On pénètre dans ces appartements par le rez-de-chaussée, au niveau de la Petite Salle des Gardes du Roi, qui date de 1747-1751. Via le Degré du Roi (en bas duquel Damiens attaquera Louis XV en 1757), on arrive au premier étage. Sur le palier, on entre dans l’Antichambre des Chiens, qui apparaît dès 1738. Elle est dorée des boiseries de l’ancien Billard de Louis XIV. L’année suivante apparaît la corniche (ou petit balcon) qui fait le tour de la Cour des Cerfs et où les chiens du Roi pouvaient courir. Dans cette pièce, Louis XV logeait ses meilleurs chiens ou ceux qui s’étaient démarqués durant la chasse.
Depuis l’Antichambre des Chiens, tournons à gauche. Nous voici dans le Salon de la Pendule.
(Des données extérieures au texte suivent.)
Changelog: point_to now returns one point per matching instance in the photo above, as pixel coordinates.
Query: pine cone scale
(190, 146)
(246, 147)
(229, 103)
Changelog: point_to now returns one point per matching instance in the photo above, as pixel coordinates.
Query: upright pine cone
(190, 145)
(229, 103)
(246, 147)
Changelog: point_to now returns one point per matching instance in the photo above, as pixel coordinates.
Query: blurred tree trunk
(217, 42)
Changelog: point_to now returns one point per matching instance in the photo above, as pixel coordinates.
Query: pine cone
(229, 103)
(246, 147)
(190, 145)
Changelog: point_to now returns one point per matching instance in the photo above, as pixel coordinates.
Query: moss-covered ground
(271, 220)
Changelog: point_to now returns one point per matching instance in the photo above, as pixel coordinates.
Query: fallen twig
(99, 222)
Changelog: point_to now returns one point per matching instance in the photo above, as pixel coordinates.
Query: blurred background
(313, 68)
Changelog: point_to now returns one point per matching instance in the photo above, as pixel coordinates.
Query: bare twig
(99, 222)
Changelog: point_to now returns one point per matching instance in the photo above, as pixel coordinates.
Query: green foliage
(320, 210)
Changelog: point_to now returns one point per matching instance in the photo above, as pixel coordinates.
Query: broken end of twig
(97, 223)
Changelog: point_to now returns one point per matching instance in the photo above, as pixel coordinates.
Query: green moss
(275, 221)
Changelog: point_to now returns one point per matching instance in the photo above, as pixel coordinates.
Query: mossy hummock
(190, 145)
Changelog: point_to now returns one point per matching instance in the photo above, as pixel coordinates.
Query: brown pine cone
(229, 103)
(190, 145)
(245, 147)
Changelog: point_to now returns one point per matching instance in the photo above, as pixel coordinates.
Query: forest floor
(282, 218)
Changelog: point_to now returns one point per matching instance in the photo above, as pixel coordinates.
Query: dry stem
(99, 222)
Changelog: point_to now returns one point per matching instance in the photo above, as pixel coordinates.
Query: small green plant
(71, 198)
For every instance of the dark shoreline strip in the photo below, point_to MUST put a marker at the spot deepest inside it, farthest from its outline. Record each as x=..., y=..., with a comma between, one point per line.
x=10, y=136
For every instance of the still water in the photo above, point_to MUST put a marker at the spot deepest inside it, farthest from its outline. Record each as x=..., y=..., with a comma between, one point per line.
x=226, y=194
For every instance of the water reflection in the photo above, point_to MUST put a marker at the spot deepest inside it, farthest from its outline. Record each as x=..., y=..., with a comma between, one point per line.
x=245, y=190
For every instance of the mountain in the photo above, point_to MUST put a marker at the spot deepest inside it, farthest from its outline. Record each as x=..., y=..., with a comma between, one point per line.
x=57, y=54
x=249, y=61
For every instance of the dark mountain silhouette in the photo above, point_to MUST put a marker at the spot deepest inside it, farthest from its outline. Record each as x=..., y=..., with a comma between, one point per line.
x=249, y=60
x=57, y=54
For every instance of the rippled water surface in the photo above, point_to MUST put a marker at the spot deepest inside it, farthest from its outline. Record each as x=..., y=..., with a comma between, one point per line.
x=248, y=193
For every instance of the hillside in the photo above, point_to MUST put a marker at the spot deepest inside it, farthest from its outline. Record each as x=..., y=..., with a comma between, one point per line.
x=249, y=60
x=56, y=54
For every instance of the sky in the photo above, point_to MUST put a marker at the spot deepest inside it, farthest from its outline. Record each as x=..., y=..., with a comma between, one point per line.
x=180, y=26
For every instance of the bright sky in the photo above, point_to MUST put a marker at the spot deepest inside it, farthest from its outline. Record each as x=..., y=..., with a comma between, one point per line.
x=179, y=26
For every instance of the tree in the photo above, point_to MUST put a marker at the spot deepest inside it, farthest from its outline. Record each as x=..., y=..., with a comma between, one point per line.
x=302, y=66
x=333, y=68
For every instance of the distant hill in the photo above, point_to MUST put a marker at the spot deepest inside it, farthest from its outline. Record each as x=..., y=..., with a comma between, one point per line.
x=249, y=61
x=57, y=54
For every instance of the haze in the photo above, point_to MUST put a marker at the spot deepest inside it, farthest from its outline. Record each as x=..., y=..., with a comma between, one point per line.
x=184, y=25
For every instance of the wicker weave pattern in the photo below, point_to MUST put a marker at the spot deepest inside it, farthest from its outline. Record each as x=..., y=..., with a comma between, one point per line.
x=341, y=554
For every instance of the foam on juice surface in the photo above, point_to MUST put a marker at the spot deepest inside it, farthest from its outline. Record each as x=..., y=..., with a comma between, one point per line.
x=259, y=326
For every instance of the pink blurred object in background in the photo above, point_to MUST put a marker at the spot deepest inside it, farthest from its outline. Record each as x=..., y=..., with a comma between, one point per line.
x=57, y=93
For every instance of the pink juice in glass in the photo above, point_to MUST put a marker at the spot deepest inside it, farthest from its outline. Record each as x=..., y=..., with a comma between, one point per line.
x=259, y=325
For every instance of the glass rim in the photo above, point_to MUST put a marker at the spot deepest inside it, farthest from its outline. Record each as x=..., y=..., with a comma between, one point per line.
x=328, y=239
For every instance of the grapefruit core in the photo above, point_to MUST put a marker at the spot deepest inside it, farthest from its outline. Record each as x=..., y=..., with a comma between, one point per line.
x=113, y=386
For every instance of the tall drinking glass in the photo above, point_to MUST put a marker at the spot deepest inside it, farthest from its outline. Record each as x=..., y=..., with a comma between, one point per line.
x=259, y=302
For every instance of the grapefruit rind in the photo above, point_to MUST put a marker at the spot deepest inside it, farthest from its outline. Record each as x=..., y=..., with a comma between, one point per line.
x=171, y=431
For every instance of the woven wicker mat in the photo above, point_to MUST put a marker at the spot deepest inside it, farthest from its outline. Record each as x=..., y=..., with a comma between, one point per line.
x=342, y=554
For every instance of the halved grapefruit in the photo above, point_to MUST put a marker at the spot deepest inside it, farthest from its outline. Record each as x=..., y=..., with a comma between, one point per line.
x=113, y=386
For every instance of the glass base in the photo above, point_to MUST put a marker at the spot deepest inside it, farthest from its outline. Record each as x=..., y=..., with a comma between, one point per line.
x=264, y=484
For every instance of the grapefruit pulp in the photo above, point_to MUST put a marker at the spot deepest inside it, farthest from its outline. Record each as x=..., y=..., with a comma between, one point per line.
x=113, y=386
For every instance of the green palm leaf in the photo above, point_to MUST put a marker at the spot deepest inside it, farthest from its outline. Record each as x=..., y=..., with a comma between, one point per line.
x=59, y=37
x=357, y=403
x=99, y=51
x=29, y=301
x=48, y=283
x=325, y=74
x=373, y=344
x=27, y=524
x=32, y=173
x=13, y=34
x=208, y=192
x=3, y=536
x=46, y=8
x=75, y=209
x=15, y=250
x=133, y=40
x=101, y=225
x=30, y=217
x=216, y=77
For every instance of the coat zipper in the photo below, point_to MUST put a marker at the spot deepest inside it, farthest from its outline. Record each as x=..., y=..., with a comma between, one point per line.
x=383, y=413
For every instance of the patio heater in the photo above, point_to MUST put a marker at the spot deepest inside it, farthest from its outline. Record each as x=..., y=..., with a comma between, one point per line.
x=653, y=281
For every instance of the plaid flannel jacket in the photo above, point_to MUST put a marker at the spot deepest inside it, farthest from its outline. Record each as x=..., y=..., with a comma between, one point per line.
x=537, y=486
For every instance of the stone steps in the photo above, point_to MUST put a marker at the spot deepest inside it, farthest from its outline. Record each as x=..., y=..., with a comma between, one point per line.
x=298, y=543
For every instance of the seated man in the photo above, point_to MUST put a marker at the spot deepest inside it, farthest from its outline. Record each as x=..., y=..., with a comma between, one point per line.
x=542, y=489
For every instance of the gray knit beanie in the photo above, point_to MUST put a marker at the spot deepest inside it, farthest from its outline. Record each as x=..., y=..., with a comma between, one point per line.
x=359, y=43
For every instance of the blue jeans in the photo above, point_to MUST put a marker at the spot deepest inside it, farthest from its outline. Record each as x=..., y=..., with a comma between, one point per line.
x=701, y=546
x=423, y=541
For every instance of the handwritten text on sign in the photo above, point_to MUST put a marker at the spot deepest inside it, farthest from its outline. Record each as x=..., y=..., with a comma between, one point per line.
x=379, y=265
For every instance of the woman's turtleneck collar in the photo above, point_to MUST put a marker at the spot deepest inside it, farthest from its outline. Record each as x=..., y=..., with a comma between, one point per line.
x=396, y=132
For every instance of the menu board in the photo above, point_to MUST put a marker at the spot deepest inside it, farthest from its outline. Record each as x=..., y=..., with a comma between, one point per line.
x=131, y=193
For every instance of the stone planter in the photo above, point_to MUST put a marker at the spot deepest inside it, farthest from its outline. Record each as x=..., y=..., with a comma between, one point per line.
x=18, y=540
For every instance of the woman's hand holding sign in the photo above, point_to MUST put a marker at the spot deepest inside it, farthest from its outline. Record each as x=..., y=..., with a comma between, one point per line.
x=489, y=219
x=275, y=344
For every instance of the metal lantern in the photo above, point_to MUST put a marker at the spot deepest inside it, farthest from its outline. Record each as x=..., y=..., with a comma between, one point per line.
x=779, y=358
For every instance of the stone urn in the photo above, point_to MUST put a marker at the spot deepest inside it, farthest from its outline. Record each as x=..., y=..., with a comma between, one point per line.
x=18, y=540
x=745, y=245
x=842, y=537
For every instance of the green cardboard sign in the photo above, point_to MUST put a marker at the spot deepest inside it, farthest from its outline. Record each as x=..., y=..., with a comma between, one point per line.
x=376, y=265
Il est créé en 1738 là où étaient le Salon sur le Petit Degré de Louis XIV et sur le Cabinet en niche de Louis XV. Cette pièce dispose de trois fenêtres sur la Cour de Marbre. En 1754, le Roi rapatrie depuis Choisy la pendule de Passemant et Dauthiau. Six ans plus tard, les cadrans marquant les levers et couchers de la Lune et du Soleil, jusque-là présents dans cette pièce, sont retirés et remplacés par un socle en marbre pour la pendule. Elle y est toujours. Ce Cabinet sert alors de salon de jeux.
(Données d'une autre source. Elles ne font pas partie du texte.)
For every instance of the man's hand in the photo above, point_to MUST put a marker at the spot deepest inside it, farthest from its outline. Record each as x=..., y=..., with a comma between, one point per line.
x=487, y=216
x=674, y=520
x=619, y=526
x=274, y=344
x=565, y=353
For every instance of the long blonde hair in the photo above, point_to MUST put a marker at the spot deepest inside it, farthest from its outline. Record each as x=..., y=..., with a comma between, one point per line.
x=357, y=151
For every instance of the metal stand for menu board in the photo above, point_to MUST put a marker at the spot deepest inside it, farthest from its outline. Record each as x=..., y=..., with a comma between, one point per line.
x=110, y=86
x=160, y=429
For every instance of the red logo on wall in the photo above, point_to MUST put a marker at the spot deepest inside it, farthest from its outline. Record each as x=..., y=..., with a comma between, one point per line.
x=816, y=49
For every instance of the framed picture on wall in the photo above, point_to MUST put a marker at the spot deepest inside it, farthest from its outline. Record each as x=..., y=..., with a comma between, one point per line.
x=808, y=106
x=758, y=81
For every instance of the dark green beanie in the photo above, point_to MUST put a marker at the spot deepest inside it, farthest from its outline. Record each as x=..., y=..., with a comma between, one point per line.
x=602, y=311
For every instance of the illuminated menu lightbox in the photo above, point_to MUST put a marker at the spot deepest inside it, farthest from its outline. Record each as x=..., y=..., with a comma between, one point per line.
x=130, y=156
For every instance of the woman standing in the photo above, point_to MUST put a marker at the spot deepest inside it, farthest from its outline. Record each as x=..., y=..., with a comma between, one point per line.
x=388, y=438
Depuis cette pièce, allons à droite. Nous entrons dans la chambre privée de Louis XV. Cette chambre touche le Cabinet du Conseil et le Cabinet des Perruques, là où était le Cabinet du Billard (puis des Chiens) de Louis XIV. Louis XV la veut vaste et, pour cela, il fait abattre le mur donnant sur la Cour des Cerfs, qui sera rebâti un peu plus sur la Cour (qui perd donc sa forme de carré parfait). Cette pièce est plus petite que la chambre de parade, qui fait environ 100 m². Elle est beaucoup plus facile à chauffer et plus commode pour le Roi. C’est là qu’il mourra en 1774. La chambre privée dispose d’un Cabinet de Garde-Robe installé en 1738-1739, équipé d’une chaise percée richement décorée. Les décorations, à la mort du Roi, sont revenues au Premier Gentilhomme de la Chambre, le Duc d’Aumont. Aujourd’hui, elles font parties de collections privées. Le cabinet actuel dispose d’un décor Louis XVI, il ne reste rien de Louis XV, qui aimait passer des moments seul ici.
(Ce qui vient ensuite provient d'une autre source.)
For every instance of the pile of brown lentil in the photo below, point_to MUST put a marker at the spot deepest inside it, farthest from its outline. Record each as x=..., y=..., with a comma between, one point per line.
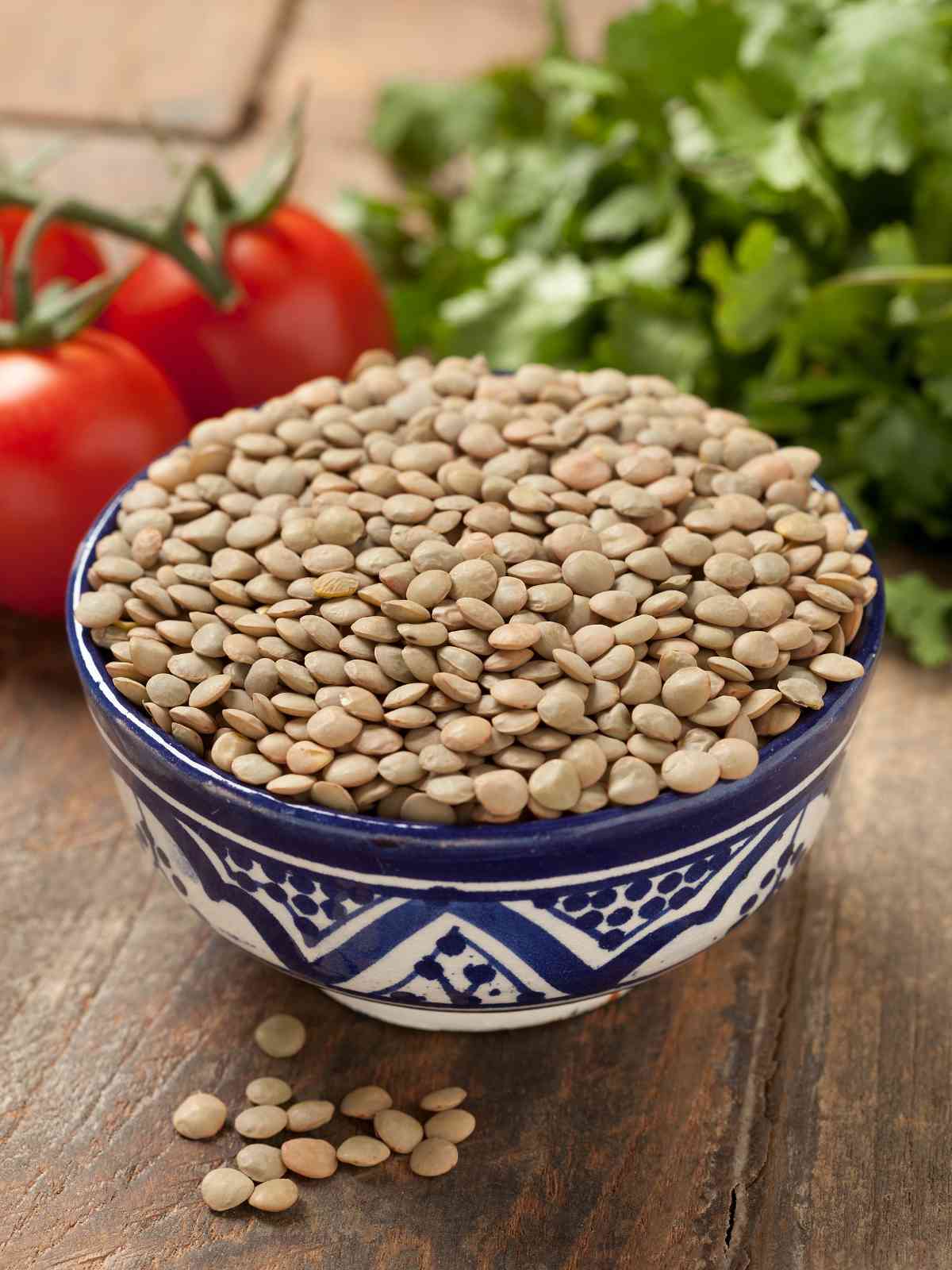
x=436, y=594
x=258, y=1174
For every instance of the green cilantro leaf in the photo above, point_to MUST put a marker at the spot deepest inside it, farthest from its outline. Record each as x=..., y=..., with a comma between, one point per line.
x=920, y=613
Retournons dans le Cabinet de la Pendule et dirigeons-nous vers l’Est, pour entrer dans le Cabinet-Intérieur, qui fait l’angle de la Cour de Marbre et de la Cour Royale. Il donne sur l’ancien Salon-Ovale de Louis XIV, jusqu’à la destruction de celui-ci en 1760. Louis XV y expose de somptueux tableaux des collections royales, ainsi qu’une partie des médailles présentées autrefois dans le Cabinet des Médailles. Le Roi aime beaucoup cette pièce, l’une des plus belles de son appartement. C’est aussi là que se trouve le bureau à cylindre de Louis XV, créé par Oeben et Riesener, achevé en 1769 et qui a coûté 62.000 livres. L’Arrière-Cabinet remplace le Salon-Ovale de Louis XIV. Petite pièce en forme de trapèze, elle accueille le petit bureau du Roi et son « Secret », d’autant plus qu’elle communique, via un passage, avec le Petit Degré. Continuons donc par ce passage, qui amène, à droite du Petit Degré, à la Pièce des Buffets. Au nord de cette pièce se trouve l’escalier menant aux cuisines, situées au deuxième étage. A l’Est se trouve la Petite Cour intérieure du Roi. Enfin, à l’Ouest, on trouve la Salle à manger d’hiver. A l’extrémité Nord-Est de la Petite Cour intérieure du Roi, on trouve le Degré d’Epernon.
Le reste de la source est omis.